St. Mawes

Nous avions dormi une grande partie de la journée. Lorsque je rouvris les rideaux, le ciel prenait déjà des couleurs crépusculaires.

Nous étions affamés. Keira connaissait un salon de thé à quelques rues de l'auberge, elle en profita pour me faire découvrir le village. En regardant les petites maisons blanches accrochées à la colline je me pris à rêver d'en habiter une un jour. Moi qui avais passé ma vie à courir la planète, se pouvait-il que ce soit dans ce petit village de Cornouailles que je finisse par me poser ? Je regrettais cette distance qui s'était installée avec Martyn, il aurait certainement apprécié de venir me rendre visite de temps à autre. Nous serions allés prendre une bière sur le port, nous rappelant quelques bons souvenirs.

– À quoi penses-tu ? me demanda Keira.

– À rien de particulier, répondis-je.

– Tu avais l'air bien loin, on a dit « pas de silences entre nous ».

– Si tu veux tout savoir, je m'interrogeais sur ce que nous ferons la semaine prochaine, et celles qui suivront.

– Parce que tu as une idée de ce que nous ferons la semaine prochaine ?

– Aucune !

– Moi si !

Keira me fit face.

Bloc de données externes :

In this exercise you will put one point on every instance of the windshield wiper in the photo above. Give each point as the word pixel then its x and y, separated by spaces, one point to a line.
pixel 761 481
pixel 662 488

Elle pencha la tête de côté ; quand elle fait cela, c'est qu'elle a quelque chose d'important à me dire. Certaines personnes prennent un ton solennel pour vous annoncer de grandes nouvelles, Keira, elle, penche la tête de côté.

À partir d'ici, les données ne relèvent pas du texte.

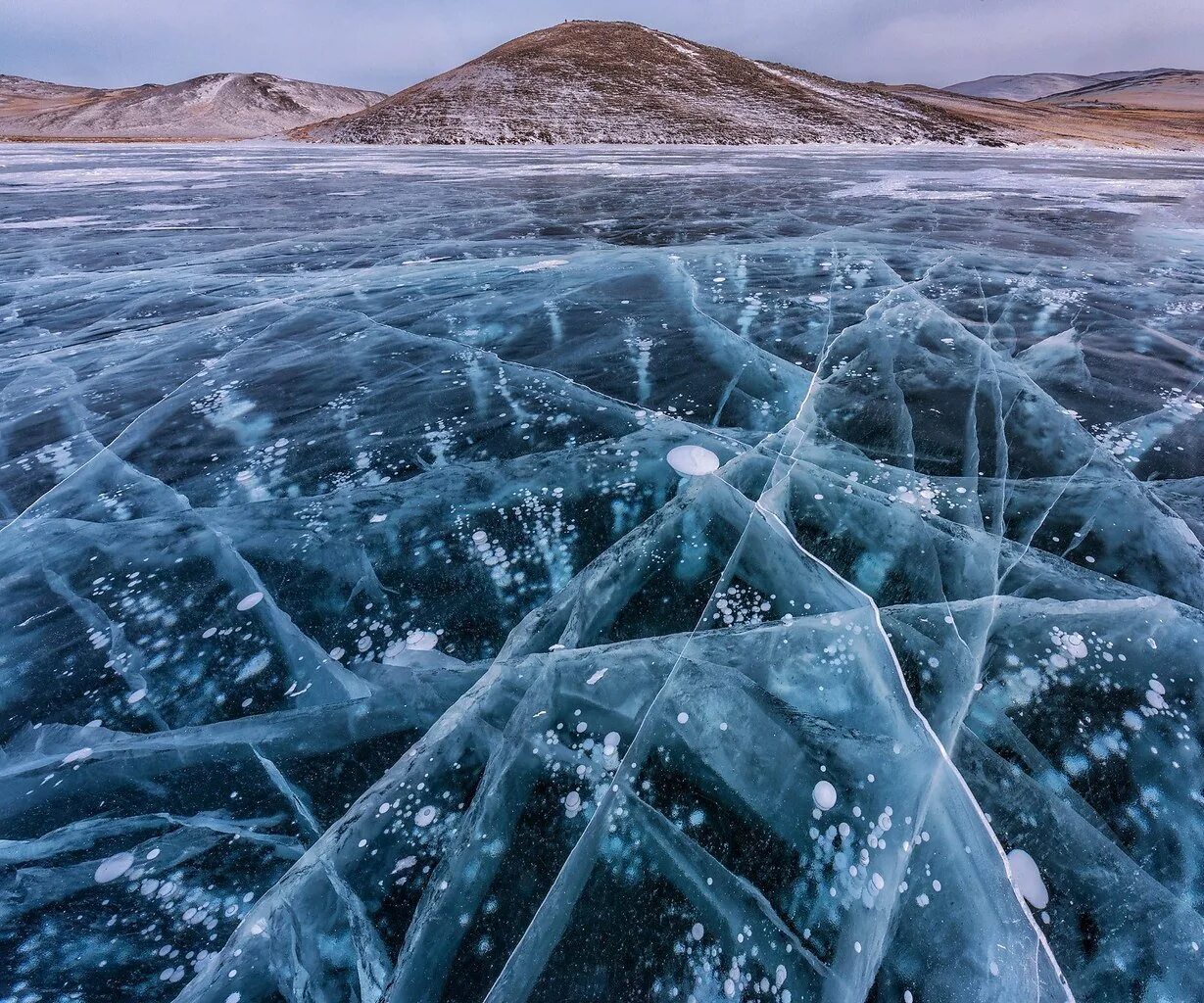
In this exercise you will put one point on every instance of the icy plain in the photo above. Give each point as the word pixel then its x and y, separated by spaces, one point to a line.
pixel 361 641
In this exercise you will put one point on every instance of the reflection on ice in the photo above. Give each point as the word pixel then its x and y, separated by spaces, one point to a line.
pixel 655 574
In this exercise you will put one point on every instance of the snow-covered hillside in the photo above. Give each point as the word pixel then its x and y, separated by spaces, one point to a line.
pixel 218 106
pixel 585 82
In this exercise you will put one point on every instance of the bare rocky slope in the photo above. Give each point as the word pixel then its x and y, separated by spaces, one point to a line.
pixel 218 106
pixel 1023 87
pixel 607 82
pixel 1072 124
pixel 1165 89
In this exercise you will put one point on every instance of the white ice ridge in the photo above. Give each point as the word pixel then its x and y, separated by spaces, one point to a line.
pixel 788 598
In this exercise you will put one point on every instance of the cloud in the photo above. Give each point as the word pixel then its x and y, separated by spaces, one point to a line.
pixel 389 45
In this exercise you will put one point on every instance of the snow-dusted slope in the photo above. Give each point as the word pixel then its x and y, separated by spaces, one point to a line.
pixel 585 82
pixel 217 106
pixel 1024 87
pixel 1172 89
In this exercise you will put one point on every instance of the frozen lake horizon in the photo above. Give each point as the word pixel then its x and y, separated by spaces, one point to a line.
pixel 601 573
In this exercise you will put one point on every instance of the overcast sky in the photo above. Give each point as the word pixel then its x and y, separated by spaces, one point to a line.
pixel 389 45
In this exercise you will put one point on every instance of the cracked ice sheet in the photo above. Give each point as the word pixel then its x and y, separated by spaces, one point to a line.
pixel 361 645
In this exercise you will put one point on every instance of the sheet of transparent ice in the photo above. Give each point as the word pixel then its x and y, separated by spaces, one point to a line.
pixel 361 645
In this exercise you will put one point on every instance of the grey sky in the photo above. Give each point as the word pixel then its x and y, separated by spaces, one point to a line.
pixel 392 45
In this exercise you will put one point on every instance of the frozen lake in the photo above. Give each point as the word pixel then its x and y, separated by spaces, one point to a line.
pixel 600 574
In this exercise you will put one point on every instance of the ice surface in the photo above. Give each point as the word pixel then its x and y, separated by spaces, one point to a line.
pixel 363 641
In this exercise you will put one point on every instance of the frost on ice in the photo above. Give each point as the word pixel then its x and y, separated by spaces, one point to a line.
pixel 363 641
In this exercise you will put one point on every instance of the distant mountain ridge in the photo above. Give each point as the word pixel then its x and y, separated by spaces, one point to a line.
pixel 216 106
pixel 1034 87
pixel 616 82
pixel 1166 89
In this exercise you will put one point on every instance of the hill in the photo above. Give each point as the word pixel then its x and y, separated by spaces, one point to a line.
pixel 218 106
pixel 614 82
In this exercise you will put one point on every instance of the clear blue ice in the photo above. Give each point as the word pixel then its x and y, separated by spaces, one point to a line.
pixel 359 642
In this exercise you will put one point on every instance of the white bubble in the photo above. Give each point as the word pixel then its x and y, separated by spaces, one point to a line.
pixel 824 794
pixel 114 867
pixel 1027 879
pixel 693 460
pixel 250 602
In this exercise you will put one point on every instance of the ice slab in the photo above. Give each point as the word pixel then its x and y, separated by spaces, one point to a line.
pixel 614 574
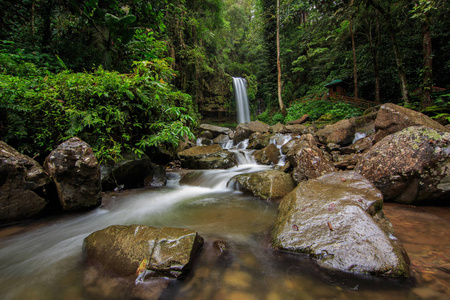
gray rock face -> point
(392, 118)
(411, 166)
(308, 160)
(132, 171)
(215, 130)
(142, 251)
(340, 133)
(268, 185)
(76, 173)
(258, 140)
(268, 155)
(244, 131)
(337, 220)
(21, 185)
(207, 157)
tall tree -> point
(280, 100)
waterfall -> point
(240, 92)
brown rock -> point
(268, 185)
(22, 181)
(308, 160)
(76, 173)
(392, 118)
(410, 166)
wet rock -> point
(268, 185)
(215, 130)
(258, 140)
(268, 155)
(221, 139)
(278, 128)
(308, 160)
(299, 121)
(359, 146)
(22, 182)
(76, 173)
(207, 157)
(132, 171)
(411, 166)
(340, 133)
(244, 131)
(138, 251)
(337, 219)
(392, 118)
(347, 162)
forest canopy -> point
(129, 75)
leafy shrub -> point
(112, 112)
(315, 109)
(277, 118)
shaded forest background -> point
(131, 75)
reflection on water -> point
(43, 260)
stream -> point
(42, 259)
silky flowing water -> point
(43, 259)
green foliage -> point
(112, 112)
(315, 109)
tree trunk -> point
(398, 58)
(427, 63)
(280, 101)
(355, 69)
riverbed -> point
(42, 259)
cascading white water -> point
(242, 107)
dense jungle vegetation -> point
(132, 75)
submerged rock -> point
(134, 250)
(136, 261)
(268, 155)
(392, 118)
(76, 173)
(22, 181)
(337, 219)
(207, 157)
(268, 185)
(411, 166)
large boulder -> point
(341, 133)
(207, 157)
(268, 155)
(411, 166)
(337, 219)
(132, 171)
(76, 173)
(22, 181)
(140, 251)
(245, 130)
(308, 160)
(268, 185)
(392, 118)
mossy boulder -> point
(337, 219)
(410, 166)
(392, 118)
(22, 183)
(308, 160)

– Je veux avoir une explication avec Ivory. Mais j'ai besoin que tu sois complice d'un petit mensonge...

– Quel genre ?

– Je veux lui faire croire que nous avons réussi à quitter la Russie avec le troisième fragment.

– Dans quel but ? À quoi cela nous servirait ?

– À lui faire avouer où se trouve celui qui fut découvert en Amazonie.

– Il nous a dit l'ignorer.

– Il nous a dit pas mal de choses, et il nous en a surtout caché beaucoup d'autres, ce vieux bonhomme. Egorov n'avait pas tout à fait tort quand il accusait Ivory de nous avoir manipulés comme deux marionnettes. Si nous lui faisons croire que nous avons trois fragments en notre possession, il ne résistera pas à l'envie de compléter le puzzle. Je suis certaine qu'il en sait plus que ce qu'il veut bien avouer.

– J'en viens à me demander si tu n'es pas encore plus manipulatrice que lui.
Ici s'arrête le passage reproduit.